AKRON—Goodyear is betting a sizable amount, possibly as much as eight figures per year, that a 2.5-inch square patch on the Cleveland Cavaliers' redesigned jerseys next season will be a worthwhile investment on a team with as much global appeal as almost any in the NBA.
While the regional ties between the Cavs and the Akron-based tire manufacturer are important—and made for an interesting story when the two organizations announced a jersey patch sponsorship on May 15—the deal goes well beyond the area where Cavs' star LeBron James was raised.
"For Goodyear, this relationship has to be bigger than just two Northeast Ohio companies," said Seth Klugherz, Goodyear's director of North American marketing.
"And certainly for us, one of the key elements is to continue to build our top-of-the-line awareness for the Goodyear brand."
To do so, the tire maker often turns to sports, which accounted for 93 of the top 100 live-viewed TV programs of 2015.
Klugherz—who said "live sports is DVR-proof"—wouldn't disclose how much of Goodyear's $355 million global ad spend in 2016 went to sports, but it had to be a sizable amount, considering the company's massive presences in varied realms such as college football and auto racing.
During the 2017-18 NBA season, when teams will first start wearing the sponsorship patches on the upper left of their jerseys, Goodyear's hoops presence will rival its place in the other sports.
The deal with the Cavs, according to Crain's Cleveland Business sources and various reports, is for $7 million to $10 million per year and extends past the three years of the NBA's pilot program for the jersey ads.
Eric Smallwood, managing partner of Apex Marketing Group Inc., a sports sponsorship and analytics firm in St. Clair, Mich., has calculated the exposure value of a jersey patch on the likes of James and Kyrie Irving at $22 million to $29 million per year.
Smallwood bases that value on factors such as star power, team success, home and away attendance, jersey sales, social media, appearances on the popular NBA 2K video game and trading cards.
The Cavs—who led the league in road attendance in 2016-17, were second in home attendance and are fifth with a combined 15 million-plus followers on Facebook, Instagram and Twitter—check every box in that regard.
Those metrics, plus three consecutive appearances in the NBA Finals, helped them secure a jersey patch deal that is believed to be the richest of the six that have been announced.

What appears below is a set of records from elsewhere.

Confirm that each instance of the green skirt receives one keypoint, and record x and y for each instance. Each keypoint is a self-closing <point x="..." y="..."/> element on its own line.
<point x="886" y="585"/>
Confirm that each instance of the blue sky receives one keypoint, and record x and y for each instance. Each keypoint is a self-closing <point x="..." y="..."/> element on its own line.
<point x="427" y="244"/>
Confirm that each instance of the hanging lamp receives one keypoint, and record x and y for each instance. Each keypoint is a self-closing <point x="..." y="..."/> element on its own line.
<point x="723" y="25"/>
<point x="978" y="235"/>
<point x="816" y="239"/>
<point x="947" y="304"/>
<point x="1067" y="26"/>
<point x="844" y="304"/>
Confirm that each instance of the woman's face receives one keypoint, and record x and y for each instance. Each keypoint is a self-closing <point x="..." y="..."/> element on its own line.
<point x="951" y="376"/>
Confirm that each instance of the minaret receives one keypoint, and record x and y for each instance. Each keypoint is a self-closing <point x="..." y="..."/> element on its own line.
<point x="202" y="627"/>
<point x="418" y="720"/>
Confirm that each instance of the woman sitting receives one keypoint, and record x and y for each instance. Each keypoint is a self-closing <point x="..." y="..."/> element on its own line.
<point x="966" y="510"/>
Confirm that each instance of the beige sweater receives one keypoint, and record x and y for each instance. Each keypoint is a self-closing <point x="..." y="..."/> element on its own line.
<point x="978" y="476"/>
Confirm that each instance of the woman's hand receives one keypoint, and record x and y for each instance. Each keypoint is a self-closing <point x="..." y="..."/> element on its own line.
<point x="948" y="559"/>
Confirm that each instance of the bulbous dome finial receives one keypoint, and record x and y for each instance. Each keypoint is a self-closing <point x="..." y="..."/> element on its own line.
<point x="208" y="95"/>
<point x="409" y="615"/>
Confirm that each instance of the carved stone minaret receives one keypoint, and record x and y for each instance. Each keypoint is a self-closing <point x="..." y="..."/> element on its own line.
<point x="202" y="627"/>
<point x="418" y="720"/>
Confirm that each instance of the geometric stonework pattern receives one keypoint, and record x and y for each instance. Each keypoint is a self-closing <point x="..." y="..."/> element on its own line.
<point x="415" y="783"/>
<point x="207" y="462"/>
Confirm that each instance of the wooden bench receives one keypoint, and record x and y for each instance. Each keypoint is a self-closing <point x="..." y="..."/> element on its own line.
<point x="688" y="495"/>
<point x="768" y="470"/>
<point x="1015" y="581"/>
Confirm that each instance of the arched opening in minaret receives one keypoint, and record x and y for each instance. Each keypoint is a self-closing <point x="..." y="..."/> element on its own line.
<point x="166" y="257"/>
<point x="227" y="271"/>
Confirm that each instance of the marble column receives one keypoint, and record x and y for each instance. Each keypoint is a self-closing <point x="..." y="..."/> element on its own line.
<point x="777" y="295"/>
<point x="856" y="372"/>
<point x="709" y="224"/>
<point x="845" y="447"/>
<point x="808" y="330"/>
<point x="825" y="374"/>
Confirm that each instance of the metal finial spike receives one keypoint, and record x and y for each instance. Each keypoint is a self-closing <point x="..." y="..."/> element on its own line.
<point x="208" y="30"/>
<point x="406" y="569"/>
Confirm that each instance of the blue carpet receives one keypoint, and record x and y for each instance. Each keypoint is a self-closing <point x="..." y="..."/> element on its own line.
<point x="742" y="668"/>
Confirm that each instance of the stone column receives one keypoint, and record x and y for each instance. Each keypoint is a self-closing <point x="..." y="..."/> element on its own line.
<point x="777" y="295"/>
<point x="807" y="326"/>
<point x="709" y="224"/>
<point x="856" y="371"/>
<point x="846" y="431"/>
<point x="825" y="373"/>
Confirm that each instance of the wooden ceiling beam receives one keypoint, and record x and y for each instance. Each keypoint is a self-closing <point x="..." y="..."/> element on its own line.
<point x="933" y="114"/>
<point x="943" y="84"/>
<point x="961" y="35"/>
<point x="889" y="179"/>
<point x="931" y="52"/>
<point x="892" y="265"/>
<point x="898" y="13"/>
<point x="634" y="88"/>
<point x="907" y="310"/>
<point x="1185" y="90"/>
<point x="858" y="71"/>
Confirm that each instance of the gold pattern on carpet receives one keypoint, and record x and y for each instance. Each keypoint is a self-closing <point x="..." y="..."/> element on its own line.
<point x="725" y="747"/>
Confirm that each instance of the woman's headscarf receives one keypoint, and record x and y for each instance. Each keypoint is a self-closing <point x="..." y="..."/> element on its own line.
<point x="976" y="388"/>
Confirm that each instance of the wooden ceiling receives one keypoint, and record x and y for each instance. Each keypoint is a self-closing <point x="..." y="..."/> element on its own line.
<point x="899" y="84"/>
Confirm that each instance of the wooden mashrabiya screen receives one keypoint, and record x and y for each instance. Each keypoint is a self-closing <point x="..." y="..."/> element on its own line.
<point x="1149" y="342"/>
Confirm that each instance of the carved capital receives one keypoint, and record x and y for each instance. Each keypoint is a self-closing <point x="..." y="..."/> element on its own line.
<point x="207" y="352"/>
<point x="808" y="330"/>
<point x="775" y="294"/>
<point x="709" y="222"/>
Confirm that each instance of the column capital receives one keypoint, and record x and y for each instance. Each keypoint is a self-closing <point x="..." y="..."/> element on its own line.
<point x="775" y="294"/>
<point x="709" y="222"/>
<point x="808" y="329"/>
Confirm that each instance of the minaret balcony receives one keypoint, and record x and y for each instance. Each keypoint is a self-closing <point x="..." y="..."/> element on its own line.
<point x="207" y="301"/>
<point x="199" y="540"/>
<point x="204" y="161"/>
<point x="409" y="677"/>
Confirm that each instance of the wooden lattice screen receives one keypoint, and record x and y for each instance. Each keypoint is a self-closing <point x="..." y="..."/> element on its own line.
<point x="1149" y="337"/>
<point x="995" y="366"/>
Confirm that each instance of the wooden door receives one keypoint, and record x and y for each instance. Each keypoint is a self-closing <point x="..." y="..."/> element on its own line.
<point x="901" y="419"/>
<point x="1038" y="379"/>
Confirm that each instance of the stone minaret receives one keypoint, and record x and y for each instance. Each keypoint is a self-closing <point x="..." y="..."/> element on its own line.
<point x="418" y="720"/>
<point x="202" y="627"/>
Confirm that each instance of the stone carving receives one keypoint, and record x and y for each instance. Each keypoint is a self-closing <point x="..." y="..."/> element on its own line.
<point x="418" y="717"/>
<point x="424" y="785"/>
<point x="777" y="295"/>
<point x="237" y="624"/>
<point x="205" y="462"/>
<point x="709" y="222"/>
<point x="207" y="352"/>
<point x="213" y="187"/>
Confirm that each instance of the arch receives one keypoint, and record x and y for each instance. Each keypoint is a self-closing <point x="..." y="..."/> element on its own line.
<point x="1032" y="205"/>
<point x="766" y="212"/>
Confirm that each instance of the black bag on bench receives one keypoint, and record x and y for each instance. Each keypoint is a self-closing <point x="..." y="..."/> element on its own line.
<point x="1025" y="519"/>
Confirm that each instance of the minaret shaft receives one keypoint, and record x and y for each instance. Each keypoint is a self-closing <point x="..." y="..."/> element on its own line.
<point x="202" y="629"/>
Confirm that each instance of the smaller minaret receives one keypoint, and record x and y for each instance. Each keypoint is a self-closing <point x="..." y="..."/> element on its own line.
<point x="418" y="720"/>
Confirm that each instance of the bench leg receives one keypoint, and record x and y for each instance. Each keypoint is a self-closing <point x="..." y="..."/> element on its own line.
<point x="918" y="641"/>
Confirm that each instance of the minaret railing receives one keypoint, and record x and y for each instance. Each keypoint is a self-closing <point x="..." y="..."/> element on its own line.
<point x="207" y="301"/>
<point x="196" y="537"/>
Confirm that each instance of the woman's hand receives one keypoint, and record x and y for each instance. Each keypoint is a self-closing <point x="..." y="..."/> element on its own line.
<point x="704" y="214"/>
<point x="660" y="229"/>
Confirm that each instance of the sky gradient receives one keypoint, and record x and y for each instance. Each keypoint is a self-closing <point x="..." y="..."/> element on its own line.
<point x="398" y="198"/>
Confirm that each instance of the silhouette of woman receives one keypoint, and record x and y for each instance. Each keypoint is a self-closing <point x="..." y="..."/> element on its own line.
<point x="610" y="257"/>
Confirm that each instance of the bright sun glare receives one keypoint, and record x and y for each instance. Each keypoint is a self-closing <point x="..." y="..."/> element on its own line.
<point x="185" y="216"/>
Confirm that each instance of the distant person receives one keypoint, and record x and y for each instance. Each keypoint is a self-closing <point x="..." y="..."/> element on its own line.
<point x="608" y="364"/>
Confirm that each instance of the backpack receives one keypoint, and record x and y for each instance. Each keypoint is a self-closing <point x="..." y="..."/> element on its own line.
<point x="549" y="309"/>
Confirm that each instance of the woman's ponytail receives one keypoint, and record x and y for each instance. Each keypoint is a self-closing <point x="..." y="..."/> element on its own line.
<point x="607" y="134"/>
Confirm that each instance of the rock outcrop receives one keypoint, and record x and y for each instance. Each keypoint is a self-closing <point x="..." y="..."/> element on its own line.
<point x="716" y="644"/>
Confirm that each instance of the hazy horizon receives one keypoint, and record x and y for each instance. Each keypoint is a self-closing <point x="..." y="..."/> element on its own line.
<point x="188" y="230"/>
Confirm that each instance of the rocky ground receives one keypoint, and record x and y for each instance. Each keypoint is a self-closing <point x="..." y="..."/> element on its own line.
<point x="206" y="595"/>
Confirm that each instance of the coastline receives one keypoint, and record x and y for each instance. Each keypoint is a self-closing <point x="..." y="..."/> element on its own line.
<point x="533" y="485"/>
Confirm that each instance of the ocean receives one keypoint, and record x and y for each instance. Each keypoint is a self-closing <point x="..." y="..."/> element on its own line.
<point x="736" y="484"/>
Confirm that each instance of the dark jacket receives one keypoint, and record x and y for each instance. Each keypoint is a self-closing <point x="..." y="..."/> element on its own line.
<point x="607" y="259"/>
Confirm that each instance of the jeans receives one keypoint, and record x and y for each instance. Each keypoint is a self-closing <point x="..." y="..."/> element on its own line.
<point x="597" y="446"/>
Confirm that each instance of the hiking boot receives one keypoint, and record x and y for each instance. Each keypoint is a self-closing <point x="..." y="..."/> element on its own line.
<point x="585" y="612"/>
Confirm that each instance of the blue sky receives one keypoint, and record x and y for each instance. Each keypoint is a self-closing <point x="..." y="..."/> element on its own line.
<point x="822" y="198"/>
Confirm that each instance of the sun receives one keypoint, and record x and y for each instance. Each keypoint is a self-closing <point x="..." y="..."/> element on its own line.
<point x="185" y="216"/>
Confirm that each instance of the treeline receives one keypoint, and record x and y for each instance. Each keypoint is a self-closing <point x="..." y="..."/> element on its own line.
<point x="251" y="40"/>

Still, Goodyear is going to get a quality return on investment, Smallwood said.
Turner gets a cut, too
The deal also includes one of the league's two major TV partners in Turner Sports, the first of its kind for a jersey patch sponsorship, and one that allowed the Cavs to accomplish an NBA mandate that Turner — through its TNT cable channel — and ESPN get an opportunity to benefit from such sponsorships.
Turner Ignite, the company's in-house sports marketing agency, is tasked with bringing the gold Wingfoot patch "to life through storytelling," Matt Hong, Turner Sports' chief operating officer said.
The first example aired during TNT's Game 1 broadcast of the Eastern Conference finals on May 17. That night, as the Goodyear Blimp hovered over a Quicken Loans Arena watch party, a graphic showed a wine jersey with a gold Wingfoot logo being unfurled from the blimp.
"You'll see more and more of that," Klugherz said.
The jersey patch is the headliner, and the TV ads are catchy, but the three-way deal involving the Cavs, Goodyear and Turner is a complicated one that, according to sources, includes various other assets that ensure the Akron company and the Cavs remain partners for quite a while.
The contract also features a suite at Quicken Loans Arena, season tickets, courtside and midlevel LED signage in the arena, a position at the front of the arena's basket stanchions, a presence in the organization's youth basketball initiatives and other community-related assets.